Reflecting back on the film, she says that, “I had no concept that people would want to see it outside of a very, very small artsy type of folks. So it was a complete shock that it traveled so far.”
Campion followed up with several films (Bright Star, The Portrait of a Lady) about strong women that explored the female experience and self-expression. The Power of the Dog, meanwhile, is her first time featuring a male lead and exploring toxic masculinity and the gaslighting of women. Campion treats this subject matter sensitively, smartly and with confidence.

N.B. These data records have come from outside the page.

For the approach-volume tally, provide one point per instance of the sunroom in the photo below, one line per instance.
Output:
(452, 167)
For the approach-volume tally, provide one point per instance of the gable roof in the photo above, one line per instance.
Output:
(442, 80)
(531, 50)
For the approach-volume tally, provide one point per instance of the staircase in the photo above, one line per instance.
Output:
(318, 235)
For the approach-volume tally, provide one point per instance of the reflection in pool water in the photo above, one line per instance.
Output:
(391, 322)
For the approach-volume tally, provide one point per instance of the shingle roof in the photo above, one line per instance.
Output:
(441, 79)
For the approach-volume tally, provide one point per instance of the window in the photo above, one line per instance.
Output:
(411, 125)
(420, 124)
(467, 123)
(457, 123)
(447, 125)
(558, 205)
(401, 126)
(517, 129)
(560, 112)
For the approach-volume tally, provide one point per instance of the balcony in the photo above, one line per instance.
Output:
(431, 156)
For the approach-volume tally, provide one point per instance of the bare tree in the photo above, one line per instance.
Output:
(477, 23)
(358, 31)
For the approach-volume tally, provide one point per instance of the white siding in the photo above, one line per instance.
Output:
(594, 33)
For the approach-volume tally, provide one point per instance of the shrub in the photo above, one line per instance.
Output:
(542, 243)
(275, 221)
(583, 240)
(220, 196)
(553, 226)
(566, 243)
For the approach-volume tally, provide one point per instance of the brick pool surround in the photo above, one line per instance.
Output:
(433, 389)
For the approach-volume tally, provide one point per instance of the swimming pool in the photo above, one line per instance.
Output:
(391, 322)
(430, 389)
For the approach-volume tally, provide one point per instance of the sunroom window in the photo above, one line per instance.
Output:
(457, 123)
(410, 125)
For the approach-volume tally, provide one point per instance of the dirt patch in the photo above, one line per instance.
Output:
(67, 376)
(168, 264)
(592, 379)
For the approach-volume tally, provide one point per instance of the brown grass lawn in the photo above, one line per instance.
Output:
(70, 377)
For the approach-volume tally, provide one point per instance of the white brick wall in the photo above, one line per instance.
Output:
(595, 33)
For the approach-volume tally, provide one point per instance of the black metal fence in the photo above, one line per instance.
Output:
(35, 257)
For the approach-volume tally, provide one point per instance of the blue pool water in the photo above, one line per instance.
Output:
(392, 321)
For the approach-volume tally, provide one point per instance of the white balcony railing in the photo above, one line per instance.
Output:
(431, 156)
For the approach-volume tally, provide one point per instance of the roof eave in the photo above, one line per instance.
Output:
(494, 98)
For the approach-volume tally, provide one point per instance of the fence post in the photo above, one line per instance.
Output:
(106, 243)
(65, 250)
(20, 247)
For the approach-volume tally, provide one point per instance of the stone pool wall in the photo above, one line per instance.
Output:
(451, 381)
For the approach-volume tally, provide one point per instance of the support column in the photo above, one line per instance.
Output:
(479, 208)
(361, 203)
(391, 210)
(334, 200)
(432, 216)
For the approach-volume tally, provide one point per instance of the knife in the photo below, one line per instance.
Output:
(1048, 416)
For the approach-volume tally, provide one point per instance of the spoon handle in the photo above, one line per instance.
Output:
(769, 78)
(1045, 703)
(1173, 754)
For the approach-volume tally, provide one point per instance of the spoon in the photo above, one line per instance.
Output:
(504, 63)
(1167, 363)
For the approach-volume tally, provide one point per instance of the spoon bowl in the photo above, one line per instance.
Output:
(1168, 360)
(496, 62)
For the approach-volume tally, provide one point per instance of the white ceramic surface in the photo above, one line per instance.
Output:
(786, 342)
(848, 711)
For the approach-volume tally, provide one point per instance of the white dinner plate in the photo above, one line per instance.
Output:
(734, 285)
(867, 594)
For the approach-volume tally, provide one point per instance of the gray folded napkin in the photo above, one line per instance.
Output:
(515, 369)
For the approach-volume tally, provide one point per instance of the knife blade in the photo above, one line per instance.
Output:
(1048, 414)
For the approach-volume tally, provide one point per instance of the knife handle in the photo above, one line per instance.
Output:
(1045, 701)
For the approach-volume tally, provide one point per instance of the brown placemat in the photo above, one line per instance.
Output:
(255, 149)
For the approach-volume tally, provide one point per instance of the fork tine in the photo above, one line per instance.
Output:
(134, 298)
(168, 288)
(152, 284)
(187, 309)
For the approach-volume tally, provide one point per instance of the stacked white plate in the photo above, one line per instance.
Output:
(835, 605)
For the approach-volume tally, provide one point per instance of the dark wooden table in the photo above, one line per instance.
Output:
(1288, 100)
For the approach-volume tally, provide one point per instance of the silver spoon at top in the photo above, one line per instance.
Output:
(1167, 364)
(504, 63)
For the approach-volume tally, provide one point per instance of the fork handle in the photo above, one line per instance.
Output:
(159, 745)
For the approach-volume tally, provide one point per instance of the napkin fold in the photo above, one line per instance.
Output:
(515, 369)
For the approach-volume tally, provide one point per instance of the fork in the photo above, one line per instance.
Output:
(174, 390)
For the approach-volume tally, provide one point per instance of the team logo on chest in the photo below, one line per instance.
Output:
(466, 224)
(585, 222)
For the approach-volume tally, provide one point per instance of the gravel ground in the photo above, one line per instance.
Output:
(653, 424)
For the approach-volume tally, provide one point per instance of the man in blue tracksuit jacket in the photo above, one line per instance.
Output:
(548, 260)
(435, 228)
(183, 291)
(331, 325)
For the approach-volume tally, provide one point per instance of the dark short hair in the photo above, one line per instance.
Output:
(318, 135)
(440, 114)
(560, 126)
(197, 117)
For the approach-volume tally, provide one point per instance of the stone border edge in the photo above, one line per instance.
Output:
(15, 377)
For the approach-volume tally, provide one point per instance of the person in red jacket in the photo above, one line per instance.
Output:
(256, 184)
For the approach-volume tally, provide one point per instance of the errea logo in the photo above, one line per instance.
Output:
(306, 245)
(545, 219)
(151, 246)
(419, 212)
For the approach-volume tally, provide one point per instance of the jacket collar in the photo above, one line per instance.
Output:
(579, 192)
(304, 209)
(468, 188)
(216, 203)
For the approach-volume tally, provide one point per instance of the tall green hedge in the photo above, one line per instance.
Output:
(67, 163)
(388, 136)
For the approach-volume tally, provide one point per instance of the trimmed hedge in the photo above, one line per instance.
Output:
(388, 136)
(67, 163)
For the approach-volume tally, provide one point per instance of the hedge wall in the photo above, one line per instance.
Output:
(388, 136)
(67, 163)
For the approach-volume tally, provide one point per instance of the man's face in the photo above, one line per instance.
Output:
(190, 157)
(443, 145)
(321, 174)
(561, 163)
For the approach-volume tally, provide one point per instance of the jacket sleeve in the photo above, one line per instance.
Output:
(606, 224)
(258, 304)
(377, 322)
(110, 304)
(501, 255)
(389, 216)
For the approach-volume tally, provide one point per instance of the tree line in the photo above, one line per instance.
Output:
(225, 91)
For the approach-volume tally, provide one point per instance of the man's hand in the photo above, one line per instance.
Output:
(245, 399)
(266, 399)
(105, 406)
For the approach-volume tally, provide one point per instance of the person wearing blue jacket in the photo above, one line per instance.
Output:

She admitted that “when you get a book, an adaptation is actually harder than I thought from when I first started trying adaptation.”
However, she doesn’t feel like her approach to filmmaking has changed much over the years.
“I felt this film could have interest for people and in a way I feel like the same person who made The Piano who’s making this,” she adds. “Maybe your skills and your temperament changes a little bit or stuff like that, but the way you have insights, the way you do things is the same instrument in a way … same old fountain pen and the story brings out different challenges and makes you see and do things differently.”
Campion is also known for her rigorous shooting style; for example, she had Cumberbatch stay in character the whole time that they were filming. This method acting helped Cumberbatch to fully embody a cruel ranchman and deliver one of his career best performances.
Speaking about her creative process, Campion said, “I trust my gut more than I trust my mind, because I can delude myself as well as the next person. And it’s only my gut that tells me, ‘You’re bullshitting’ … I have learned to trust my gut.”
And as a result, there’s plenty of reason to believe that Campion might just earn another Academy Award for the effort.
That’s our gut.
The Power of the Dog is available on Netflix now.